Italian Premier Mario Draghi brushed off concerns for his government’s survival on Thursday, a day after he returned early to Rome from the NATO summit in Madrid amid tensions boiling up among his key coalition allies.

"The government doesn't risk (collapse), because of national interests, because of the interests of Italians, which predominate,'' Draghi told an evening news conference. His remarks followed a Cabinet meeting of his nearly 1 1/2-year-old pandemic unity government, whose partners include populists, centrists, left-leaning and right-wing forces.

Draghi also expressed confidence that populist leader Giuseppe Conte, his predecessor in the premier's office, wouldn't yank his 5-Star Movement from the coalition. In a phone conversation on Wednesday, Conte “confirmed the (Movement's) intentions not to exit from the government.”

Conte had recently blasted Italy’s continuing to send military aid to Ukraine in the war launched by Russia.

Until last week, the 5-Stars was the largest party in Conte's government. Then, Foreign Minister Luigi Di Maio, a powerful 5-Star figure, split from the party to form a new movement, after slamming Conte's reservations about military aid. That further strained the coalition's cohesion.

Amid the rising bickering, Draghi, a former head of the European Central Bank who isn't a political leader, left the NATO summit Wednesday evening, a day before the gathering concluded.

Another coalition partner, the right-wing League, which has been a big booster of Russia, also has criticized sending weapons, saying that will only prolong the war.

But Draghi told reporters that neither the 5-Stars nor the League have indicated they want to bolt from his government. "Up to now, there has been no expression in this sense,'' the premier said.

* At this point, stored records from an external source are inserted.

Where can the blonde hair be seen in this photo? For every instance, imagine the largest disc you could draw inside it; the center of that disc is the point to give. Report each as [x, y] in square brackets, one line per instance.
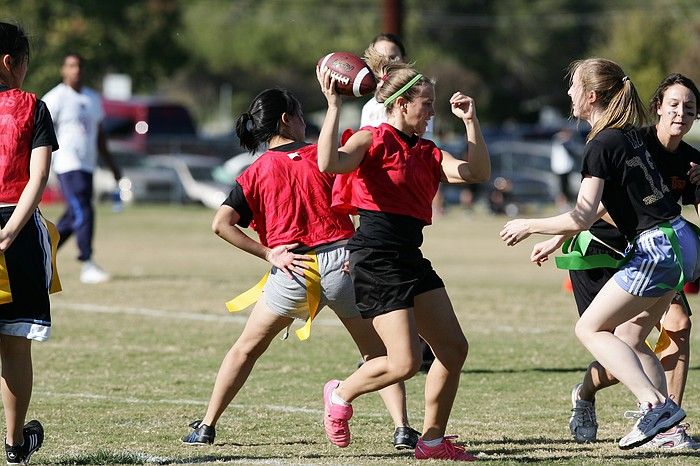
[392, 76]
[615, 94]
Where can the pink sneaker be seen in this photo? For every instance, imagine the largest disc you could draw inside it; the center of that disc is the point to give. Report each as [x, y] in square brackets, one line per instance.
[445, 451]
[335, 418]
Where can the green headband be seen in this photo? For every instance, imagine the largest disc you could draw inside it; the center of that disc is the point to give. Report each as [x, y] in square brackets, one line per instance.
[398, 93]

Once again, Draghi publicly ruled out running for the premiership in the next legislature. Parliament's term runs out in spring 2023, further feeding nervousness among some government allies. Matteo Salvini's League party and Conte's 5-Stars have been trounced in recent local elections, and are sinking in opinion polls.

Fear of facing voters' judgment earlier than necessary could prompt parties to stick with the government.

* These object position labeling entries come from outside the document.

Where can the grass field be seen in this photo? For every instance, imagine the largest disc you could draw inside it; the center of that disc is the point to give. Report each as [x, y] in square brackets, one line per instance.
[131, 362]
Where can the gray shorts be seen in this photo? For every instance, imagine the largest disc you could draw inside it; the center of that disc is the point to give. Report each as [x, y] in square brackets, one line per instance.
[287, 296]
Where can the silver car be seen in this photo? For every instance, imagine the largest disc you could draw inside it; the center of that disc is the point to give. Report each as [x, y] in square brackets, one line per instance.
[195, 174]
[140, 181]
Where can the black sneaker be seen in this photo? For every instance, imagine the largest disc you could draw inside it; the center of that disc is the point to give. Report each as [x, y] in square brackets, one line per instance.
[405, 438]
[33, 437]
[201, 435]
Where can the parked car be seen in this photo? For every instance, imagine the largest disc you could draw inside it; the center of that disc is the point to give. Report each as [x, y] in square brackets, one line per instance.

Draghi vowed to forge ahead with his agenda, including dealing with soaring energy costs, in part fueled by the war in Ukraine. “I never thought of entering into internal questions of parties, of (political) movements, Draghi said.

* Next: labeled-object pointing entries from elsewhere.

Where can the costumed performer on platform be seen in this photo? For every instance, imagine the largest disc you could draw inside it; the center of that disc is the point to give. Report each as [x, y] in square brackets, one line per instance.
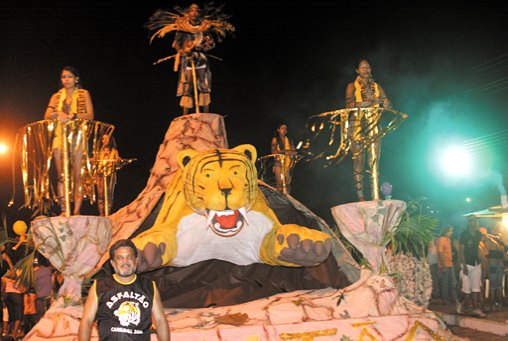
[70, 102]
[108, 157]
[364, 92]
[193, 39]
[283, 165]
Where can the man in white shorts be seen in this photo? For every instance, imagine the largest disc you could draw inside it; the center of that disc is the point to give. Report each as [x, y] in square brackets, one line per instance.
[471, 268]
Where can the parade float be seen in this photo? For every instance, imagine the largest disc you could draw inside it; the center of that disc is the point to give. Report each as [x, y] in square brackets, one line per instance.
[233, 258]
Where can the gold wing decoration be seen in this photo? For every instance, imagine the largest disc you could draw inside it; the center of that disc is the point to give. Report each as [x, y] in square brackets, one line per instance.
[330, 135]
[212, 19]
[34, 147]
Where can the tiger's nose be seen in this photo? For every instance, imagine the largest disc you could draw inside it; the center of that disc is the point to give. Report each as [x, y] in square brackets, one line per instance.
[226, 191]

Draghi's Cabinet extended relief for families and small businesses reeling under ever-higher utility bills. Without that 3-billion-euro ($3.15 billion) measure, “it would have been a disaster,'' with hikes as high as 45%, the premier said.

Also prompting his decision to cut out early from the NATO gathering, Draghi insisted, was the devastating drought in northern Italy, which has dried up rice paddies, shriveled grazing grass for cows and threatens summer harvests of fruit and vegetables.

On Monday, the premier said, the government will approve emergency aid plans for several parched Italian regions.